Monday, Aug. 30, 1937

House-to-House Dentists

The first real dentists in this country were two Frenchmen who arrived during the Revolutionary War with Rochambeau's fleet. Before that, and long afterwards, barbers, blacksmiths and jewelers pulled the teeth and made the plates of the colonists. Those "tooth-drawers" traveled from house to house, farm to farm, town to town. In their packs they carried an assortment of human, calf and hippopotamus teeth.

Last week the arrest of four men in Albany, N. Y. revealed that this sort of itinerant dentistry is still going on, despite the fact that 59,000 U. S. graduate dentists have offices which practically any patient can reach.
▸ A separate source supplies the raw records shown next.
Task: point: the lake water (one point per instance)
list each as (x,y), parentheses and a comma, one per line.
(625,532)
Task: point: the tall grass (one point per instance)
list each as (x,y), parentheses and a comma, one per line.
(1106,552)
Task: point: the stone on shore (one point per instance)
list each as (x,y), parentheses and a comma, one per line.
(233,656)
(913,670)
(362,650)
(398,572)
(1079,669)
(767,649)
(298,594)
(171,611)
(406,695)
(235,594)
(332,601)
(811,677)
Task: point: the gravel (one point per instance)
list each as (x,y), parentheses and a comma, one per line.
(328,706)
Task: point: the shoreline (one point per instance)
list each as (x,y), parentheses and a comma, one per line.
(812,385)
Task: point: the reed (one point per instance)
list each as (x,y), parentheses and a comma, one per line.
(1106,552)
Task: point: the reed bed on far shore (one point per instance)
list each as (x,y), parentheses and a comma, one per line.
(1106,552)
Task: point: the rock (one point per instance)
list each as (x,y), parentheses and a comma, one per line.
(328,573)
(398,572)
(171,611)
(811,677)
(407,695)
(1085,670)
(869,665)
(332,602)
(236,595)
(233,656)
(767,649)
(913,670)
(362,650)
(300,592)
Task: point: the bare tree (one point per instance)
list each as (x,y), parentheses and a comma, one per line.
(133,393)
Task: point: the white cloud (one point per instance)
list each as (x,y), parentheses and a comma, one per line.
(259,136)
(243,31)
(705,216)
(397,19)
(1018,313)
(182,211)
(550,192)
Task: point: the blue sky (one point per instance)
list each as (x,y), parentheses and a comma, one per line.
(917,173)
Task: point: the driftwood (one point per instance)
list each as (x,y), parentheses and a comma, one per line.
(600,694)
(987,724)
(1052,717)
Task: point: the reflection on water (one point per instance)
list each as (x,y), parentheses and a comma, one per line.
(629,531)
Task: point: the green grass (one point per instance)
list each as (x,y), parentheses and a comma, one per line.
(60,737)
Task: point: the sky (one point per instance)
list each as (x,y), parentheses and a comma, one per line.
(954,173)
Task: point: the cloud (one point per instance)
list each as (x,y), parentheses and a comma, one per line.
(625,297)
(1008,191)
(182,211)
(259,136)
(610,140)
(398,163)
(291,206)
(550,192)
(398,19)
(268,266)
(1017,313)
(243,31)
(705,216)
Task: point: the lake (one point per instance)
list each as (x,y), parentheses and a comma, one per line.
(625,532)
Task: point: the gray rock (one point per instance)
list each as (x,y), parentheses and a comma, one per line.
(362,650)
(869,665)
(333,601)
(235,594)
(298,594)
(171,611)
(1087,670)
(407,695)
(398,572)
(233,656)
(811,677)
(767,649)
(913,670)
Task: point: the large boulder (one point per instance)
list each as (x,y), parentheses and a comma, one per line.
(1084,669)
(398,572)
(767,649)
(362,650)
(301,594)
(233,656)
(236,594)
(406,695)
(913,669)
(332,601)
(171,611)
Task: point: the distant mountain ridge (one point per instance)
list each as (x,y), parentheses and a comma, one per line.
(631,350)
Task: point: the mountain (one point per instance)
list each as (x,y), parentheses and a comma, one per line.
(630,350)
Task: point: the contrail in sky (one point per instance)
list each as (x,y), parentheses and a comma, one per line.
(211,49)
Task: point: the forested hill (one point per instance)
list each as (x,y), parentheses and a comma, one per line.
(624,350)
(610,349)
If the patient is too ill to travel or, like President Roosevelt, very important, the dentists may go to him.* But this is considered extraordinary dental practice. Nonetheless, there are no laws to prevent licensed dentists who cannot gather the $3,000 necessary to equip a regular office, from putting their equipment in satchels, packs or motor trailers, so long as they confine their practice to their own States. In the cases of the Albany itinerants, none had licenses to practice anywhere. None had dental training. Nevertheless they found patients who were willing to be fitted for plates and dentures in their parlors and kitchens. Two of the four practitioners were second offenders. All were subject to fines, to prison terms.

* In the White House is a completely equipped dentist's office, installed by order of President Hoover. All the Roosevelt family have their teeth cared for there by Dr. Ralph Whatley Malone of the Xaval Dental School.